87. What is the character’s connection to the overall storyline?

Before even finishing the story, the author should already have an initial evaluation of the fate of each character.

88. Your character is at a bar when the one person you don’t want to see walks in.

Who are they? How do you react?

89. How would your character react if he/she was catcalled?

Would your character get angry or just ignore them?

90. How would your character react if he/she saw a friend who owes him/her money spending frivolously?

Would your character confront the person or just leave them alone?

91. The character’s friends are speaking unfairly about a mutual friend.

Does he/she speak up or just leave them alone?

92. How would your character react if he/she witnessed a victimless crime?

Is your character the type to get involved and fight for justice?

93. Who was the first person to break your character’s heart?

Broken hearted characters make for a wonderful story.

94. Who was the last person to make your character happy?

You can write about past loves, childhood memories or even happy coincidences that your character treasures.

95. What does your character think about in the shower?

It’s when the character closes his/her eyes and just feels the flow of the water when you can write about his reflections, plans, realizations.

96. Does the character stay up late or wake up early?
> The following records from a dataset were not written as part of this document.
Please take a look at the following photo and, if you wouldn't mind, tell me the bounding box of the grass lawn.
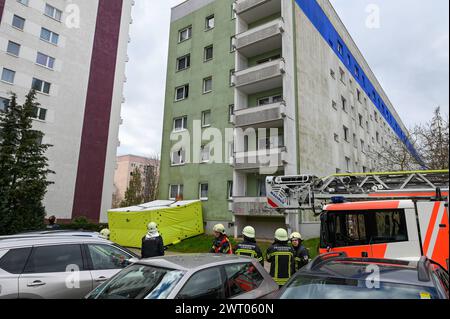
[169,235,319,258]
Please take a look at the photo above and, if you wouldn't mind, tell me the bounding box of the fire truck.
[266,170,449,270]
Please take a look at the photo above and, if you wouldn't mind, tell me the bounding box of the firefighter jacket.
[210,235,233,255]
[266,241,295,286]
[234,237,264,267]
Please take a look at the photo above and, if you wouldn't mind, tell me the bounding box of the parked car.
[0,235,138,299]
[86,254,278,299]
[269,252,449,299]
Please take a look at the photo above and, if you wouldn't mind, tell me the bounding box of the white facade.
[0,0,132,221]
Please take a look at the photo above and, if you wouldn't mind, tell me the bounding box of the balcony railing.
[233,59,285,94]
[234,101,286,128]
[234,18,284,57]
[234,146,287,174]
[233,197,283,217]
[235,0,281,23]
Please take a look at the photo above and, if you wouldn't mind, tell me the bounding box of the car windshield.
[87,264,184,299]
[280,276,439,299]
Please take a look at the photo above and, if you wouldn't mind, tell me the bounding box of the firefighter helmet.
[213,224,225,234]
[275,228,289,241]
[147,222,158,232]
[242,226,256,239]
[290,232,303,240]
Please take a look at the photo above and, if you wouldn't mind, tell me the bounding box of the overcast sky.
[118,0,449,156]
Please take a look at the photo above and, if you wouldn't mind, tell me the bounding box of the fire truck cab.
[266,171,450,270]
[320,200,449,269]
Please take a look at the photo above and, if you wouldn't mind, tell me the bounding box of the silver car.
[86,254,278,299]
[0,235,137,299]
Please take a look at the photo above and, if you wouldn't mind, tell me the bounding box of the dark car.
[270,252,449,299]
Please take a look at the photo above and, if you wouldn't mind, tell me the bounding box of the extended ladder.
[266,170,449,211]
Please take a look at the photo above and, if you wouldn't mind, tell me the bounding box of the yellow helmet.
[213,224,225,234]
[290,232,303,240]
[275,228,289,241]
[100,228,111,238]
[242,226,256,239]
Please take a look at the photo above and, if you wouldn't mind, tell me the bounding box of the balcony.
[233,59,285,94]
[234,146,287,174]
[233,197,283,217]
[235,0,281,24]
[234,19,284,57]
[234,101,286,128]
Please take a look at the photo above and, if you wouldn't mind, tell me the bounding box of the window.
[41,28,59,45]
[177,54,191,71]
[0,248,31,275]
[205,15,215,30]
[203,76,212,93]
[227,181,233,200]
[169,185,183,200]
[199,184,208,200]
[36,52,55,69]
[178,26,192,42]
[172,149,186,165]
[173,116,187,132]
[228,104,234,123]
[6,41,20,56]
[12,15,25,30]
[2,68,16,84]
[345,157,352,173]
[202,111,211,127]
[334,133,339,143]
[203,45,214,62]
[31,107,47,121]
[88,244,132,270]
[230,35,236,52]
[344,126,349,142]
[176,267,225,300]
[45,3,62,21]
[175,84,189,101]
[341,96,347,112]
[331,101,337,110]
[356,89,362,103]
[31,78,51,94]
[24,245,84,274]
[230,69,235,86]
[200,145,210,163]
[0,97,9,112]
[224,263,264,298]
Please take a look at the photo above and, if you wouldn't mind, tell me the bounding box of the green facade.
[160,0,235,222]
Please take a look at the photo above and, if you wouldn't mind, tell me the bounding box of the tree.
[120,168,144,207]
[0,90,54,234]
[414,107,449,170]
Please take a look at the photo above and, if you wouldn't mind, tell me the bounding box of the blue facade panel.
[295,0,423,165]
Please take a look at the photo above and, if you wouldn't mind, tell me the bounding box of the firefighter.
[290,232,309,271]
[210,224,233,255]
[235,226,264,267]
[141,222,164,258]
[266,228,295,287]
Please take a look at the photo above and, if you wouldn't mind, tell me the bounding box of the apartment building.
[0,0,133,222]
[113,155,159,202]
[160,0,417,238]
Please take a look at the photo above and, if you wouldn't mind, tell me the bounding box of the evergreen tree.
[120,168,144,207]
[0,91,53,234]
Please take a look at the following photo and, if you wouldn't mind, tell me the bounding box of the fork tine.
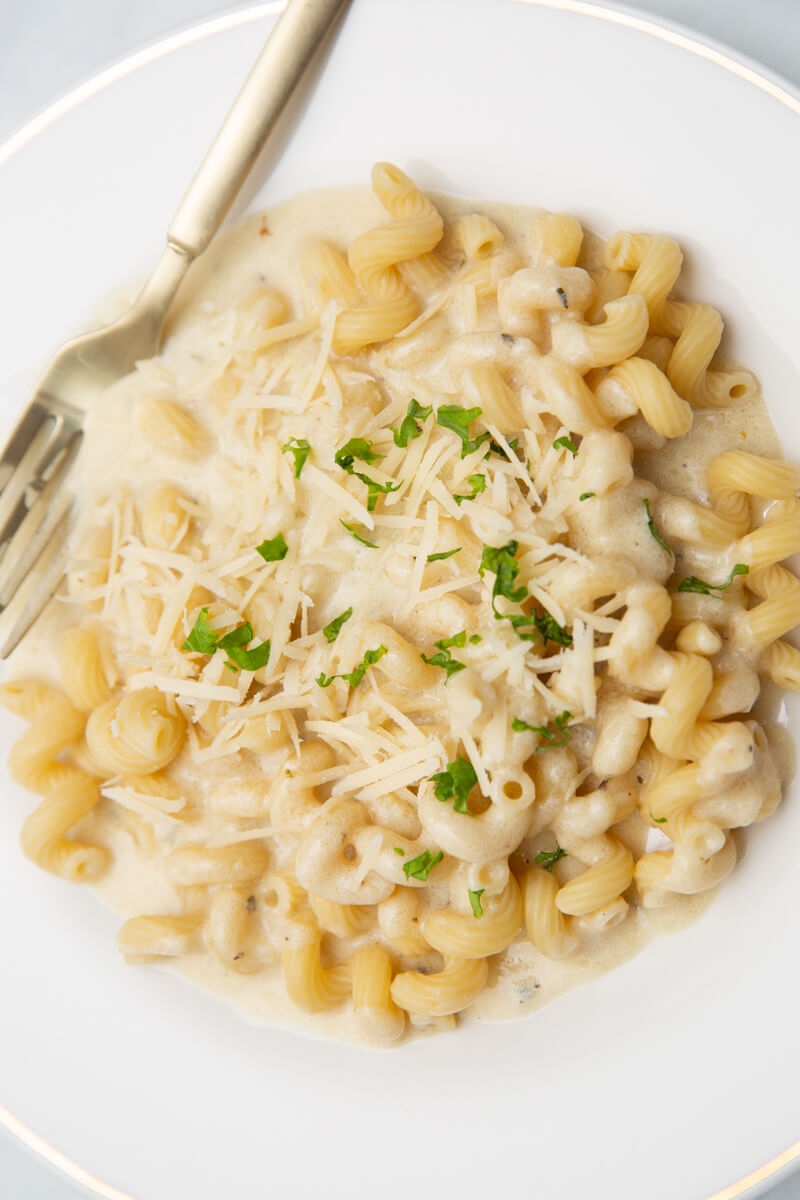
[0,509,70,659]
[0,409,74,545]
[0,434,80,611]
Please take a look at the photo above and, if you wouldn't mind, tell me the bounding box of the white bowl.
[0,0,800,1200]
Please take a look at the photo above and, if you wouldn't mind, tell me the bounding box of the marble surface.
[0,0,800,1200]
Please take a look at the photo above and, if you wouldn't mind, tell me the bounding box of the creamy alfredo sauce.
[7,188,780,1042]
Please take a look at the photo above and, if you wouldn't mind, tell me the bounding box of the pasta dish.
[0,163,800,1043]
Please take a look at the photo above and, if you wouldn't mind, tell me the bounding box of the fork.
[0,0,349,659]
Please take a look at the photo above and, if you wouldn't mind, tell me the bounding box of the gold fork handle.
[168,0,349,257]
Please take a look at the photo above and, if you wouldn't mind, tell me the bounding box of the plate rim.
[0,0,800,1200]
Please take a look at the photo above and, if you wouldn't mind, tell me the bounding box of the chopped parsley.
[431,755,477,812]
[181,607,270,671]
[453,475,486,506]
[392,400,433,449]
[479,541,528,604]
[181,607,219,654]
[333,438,383,475]
[678,563,750,596]
[323,608,353,642]
[420,629,467,679]
[403,850,445,883]
[339,517,378,550]
[479,540,572,646]
[255,533,289,563]
[642,500,675,558]
[437,404,492,456]
[534,846,566,871]
[487,438,519,462]
[333,438,401,512]
[281,438,311,479]
[314,646,389,688]
[511,709,572,754]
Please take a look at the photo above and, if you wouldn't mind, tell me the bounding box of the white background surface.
[0,0,800,1200]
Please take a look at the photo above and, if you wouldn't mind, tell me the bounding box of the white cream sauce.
[7,188,780,1043]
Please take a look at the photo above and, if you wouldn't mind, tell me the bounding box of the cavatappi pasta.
[0,163,800,1042]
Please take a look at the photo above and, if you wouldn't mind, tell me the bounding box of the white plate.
[0,0,800,1200]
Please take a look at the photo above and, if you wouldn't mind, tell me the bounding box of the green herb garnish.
[281,438,311,479]
[479,541,572,646]
[437,404,492,456]
[333,438,401,512]
[181,607,270,671]
[431,755,477,812]
[392,400,433,449]
[420,630,467,679]
[339,517,378,550]
[403,850,444,883]
[255,533,289,563]
[511,709,572,754]
[534,846,566,871]
[181,607,219,654]
[333,438,383,475]
[314,646,389,688]
[453,475,486,508]
[323,608,353,642]
[678,563,750,596]
[642,500,675,558]
[477,541,528,604]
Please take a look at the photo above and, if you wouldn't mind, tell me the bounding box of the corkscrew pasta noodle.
[0,163,800,1044]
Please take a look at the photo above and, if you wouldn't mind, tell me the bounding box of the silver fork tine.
[0,0,349,658]
[0,434,80,607]
[0,409,73,545]
[0,509,70,659]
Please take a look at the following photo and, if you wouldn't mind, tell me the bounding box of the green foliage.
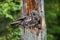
[45,0,60,40]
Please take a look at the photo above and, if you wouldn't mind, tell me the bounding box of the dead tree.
[12,0,46,40]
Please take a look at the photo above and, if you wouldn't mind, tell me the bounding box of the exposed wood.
[22,0,47,40]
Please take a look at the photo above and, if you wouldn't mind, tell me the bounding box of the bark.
[21,0,47,40]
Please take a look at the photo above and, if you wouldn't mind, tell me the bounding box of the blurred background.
[0,0,60,40]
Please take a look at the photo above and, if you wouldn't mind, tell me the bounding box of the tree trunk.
[21,0,47,40]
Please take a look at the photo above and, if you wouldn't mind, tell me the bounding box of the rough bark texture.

Is he/she a night owl or an early bird?

97. What does your character do if he/she can’t sleep?

Maybe find some snack, pray, write or stare blankly at the ceiling?

98. Who or what does the character turn to when he/she is upset?

You can mention his/her shopping tendencies, overeating tendencies, drug tolerance or anything that would match and explain why he/she is the way he/she is.

99. If your character could erase one movie from existence, what would it be?

You must be thoroughly knowledgeable of your character for you to know this.

100. What is the one word you would use to define him/her?

If you could find the perfect word, you’d be able to use it as a theme for the character’s personality throughout the novel/story.

What are some of your own character development questions that you ask yourself when it comes to writing the first drafts of your story? As the author, what do you think you need to know about the characters in order to breathe life into them?